Confero identifies files with a lot of data in common within a large set of files. Any long enough stretches of bytes, regardless of their position within the file. It usually won't help search for similar images - there are more specialised utilities for that - but it is very effective for many types of document. It will identify archives which contain the same files within, or different revisions of a document. For example, I used it to examine a large collection of downloaded web comic archives contained within zip files, and it identified instances where the same comic series had been included twice under two different titles.

It does this using a combination of variable-length chunking followed by Jaccard simularity comparison of the resulting chunk hashes.

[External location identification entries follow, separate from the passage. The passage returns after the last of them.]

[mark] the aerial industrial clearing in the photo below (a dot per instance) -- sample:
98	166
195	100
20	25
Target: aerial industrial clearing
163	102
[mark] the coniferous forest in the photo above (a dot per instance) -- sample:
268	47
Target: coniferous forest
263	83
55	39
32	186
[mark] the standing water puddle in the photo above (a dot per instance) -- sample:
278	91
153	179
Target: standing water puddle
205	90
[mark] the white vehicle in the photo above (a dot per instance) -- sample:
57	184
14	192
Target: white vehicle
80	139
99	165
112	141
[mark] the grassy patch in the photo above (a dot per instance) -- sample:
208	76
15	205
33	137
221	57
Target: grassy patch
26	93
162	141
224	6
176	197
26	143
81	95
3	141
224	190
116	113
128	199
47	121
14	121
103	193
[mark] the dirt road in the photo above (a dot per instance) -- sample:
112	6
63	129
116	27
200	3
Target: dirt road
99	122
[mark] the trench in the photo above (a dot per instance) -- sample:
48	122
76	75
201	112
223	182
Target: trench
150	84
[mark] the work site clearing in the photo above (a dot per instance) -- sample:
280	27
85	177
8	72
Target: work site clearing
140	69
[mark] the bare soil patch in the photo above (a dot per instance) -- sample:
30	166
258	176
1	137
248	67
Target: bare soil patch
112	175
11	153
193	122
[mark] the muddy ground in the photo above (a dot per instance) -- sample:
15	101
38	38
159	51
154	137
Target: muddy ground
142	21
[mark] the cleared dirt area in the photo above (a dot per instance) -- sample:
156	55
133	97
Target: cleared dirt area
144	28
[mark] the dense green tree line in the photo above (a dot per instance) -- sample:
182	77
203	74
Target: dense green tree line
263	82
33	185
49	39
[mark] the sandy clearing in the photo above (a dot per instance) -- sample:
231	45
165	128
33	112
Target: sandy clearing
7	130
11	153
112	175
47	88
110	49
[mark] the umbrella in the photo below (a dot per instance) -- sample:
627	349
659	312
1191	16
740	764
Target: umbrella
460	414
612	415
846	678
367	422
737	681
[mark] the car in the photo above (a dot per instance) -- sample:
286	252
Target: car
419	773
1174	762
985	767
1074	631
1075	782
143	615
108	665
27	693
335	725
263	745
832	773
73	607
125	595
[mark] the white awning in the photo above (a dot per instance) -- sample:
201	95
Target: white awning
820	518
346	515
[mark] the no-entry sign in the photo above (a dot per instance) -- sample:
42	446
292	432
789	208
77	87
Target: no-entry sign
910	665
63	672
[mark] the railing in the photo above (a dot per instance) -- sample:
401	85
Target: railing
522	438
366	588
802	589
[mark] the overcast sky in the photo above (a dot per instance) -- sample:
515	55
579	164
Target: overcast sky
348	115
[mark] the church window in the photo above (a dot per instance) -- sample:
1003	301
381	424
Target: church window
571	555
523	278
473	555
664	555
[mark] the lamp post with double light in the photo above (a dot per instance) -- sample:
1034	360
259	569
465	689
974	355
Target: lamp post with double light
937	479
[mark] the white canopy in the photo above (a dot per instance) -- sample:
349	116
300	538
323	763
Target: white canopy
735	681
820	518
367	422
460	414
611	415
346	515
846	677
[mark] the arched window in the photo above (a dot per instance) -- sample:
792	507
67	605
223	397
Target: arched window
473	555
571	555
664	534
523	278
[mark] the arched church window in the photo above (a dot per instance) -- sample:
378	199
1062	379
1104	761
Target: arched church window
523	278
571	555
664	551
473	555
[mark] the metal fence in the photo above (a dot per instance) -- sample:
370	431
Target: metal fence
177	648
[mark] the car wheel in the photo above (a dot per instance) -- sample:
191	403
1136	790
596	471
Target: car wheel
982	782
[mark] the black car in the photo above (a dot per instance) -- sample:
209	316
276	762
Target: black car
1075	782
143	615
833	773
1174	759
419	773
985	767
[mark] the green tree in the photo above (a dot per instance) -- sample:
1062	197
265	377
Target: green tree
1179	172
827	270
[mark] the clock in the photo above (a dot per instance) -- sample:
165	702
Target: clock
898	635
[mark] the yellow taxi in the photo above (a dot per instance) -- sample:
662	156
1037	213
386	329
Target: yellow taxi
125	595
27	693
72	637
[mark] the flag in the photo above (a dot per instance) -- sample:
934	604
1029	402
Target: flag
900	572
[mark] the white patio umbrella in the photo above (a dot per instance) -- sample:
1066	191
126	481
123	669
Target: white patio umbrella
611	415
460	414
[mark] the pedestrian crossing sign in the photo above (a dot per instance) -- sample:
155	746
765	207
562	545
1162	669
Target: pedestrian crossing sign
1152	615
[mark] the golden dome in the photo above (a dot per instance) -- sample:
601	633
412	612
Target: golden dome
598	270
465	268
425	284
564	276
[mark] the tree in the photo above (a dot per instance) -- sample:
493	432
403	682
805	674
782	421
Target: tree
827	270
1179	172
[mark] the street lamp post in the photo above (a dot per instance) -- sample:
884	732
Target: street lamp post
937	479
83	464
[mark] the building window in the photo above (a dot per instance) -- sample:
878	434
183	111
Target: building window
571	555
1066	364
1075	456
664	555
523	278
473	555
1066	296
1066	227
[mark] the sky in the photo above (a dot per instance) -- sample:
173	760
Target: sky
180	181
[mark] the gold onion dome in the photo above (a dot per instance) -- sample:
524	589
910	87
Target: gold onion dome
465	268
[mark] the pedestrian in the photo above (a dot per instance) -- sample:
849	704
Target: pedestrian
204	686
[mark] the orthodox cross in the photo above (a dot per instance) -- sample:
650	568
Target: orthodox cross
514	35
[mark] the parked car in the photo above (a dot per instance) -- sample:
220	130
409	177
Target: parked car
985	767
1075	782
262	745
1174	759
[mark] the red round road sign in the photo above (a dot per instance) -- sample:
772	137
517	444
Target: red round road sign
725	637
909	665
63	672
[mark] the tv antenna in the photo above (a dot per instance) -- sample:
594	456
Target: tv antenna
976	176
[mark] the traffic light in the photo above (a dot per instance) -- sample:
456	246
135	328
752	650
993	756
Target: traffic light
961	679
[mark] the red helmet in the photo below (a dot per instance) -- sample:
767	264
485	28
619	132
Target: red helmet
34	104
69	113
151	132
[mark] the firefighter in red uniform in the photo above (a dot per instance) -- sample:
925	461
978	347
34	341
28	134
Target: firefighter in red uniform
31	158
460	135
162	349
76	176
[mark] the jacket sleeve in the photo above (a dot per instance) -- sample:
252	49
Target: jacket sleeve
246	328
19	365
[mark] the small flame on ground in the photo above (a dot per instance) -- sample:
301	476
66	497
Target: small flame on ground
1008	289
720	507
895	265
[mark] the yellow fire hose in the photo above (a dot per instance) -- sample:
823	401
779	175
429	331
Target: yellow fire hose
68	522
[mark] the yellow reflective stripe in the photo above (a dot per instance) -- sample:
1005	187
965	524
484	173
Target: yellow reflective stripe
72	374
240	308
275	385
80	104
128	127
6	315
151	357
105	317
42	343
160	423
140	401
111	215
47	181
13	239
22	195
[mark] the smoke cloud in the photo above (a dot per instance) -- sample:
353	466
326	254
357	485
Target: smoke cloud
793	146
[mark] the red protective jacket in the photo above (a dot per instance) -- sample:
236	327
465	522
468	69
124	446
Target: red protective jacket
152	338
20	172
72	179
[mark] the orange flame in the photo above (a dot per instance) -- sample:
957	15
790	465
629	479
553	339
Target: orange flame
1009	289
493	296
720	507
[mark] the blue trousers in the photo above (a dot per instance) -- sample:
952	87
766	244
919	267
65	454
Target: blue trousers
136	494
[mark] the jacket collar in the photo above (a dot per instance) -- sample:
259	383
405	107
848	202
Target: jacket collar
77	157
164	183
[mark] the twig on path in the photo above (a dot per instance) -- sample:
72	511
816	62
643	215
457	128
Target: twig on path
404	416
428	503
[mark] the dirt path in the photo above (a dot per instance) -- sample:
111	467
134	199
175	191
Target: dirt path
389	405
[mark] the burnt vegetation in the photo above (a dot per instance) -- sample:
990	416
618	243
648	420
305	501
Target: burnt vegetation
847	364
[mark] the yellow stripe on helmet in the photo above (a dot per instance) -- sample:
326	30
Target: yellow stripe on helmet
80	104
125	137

Compiled for Windows, source for linux.

Windows compiled executable removed due to false positive on Windows Defender.

How it works

Confero finds similar files. It does this by combining three commonly-used algorithms.

Step one: Each file is chunked using a variable-length chunking algorithm. This is built around a FNV-64 hash function. This isn't the absolute fastest possible - a cyclic polynomial would be a better choice for performance - but avoiding such mathematics makes the algorithm a lot easier to follow and test. The performance matters little, as the limiting factor is usually going to be reading from disk. Even used in this inefficient manner that reduces the speed by a factor of eight, FNV is still pretty fast.

Step two: Each chunk is then reduced to a hash integer, which is stored in a simple (k=1) Bloom table. The hash used for this is again FNV-64. There's no strict requirement this has to use the same hash, but the function is already present. The hash is taken modulo the number of buckets in the table, and the appropriate bit set. In this manner each file is reduced to a fixed-length signature. The size of these signatures is a trade-off: Too small and large files would have so many bits set their signature would be almost all ones leading to unacceptable levels of false matches. Too large a signature wouldn't produce any problems, but it would consume excessive memory resources.

Step three: Each pair of signatures is measured for similarity using Jaccard similarity as the metric. Any match over the threshold is output.

There are two tunable paramaters: Buckets (B) and threshhold (T). These are used to set a memory/accuracy tradeoff.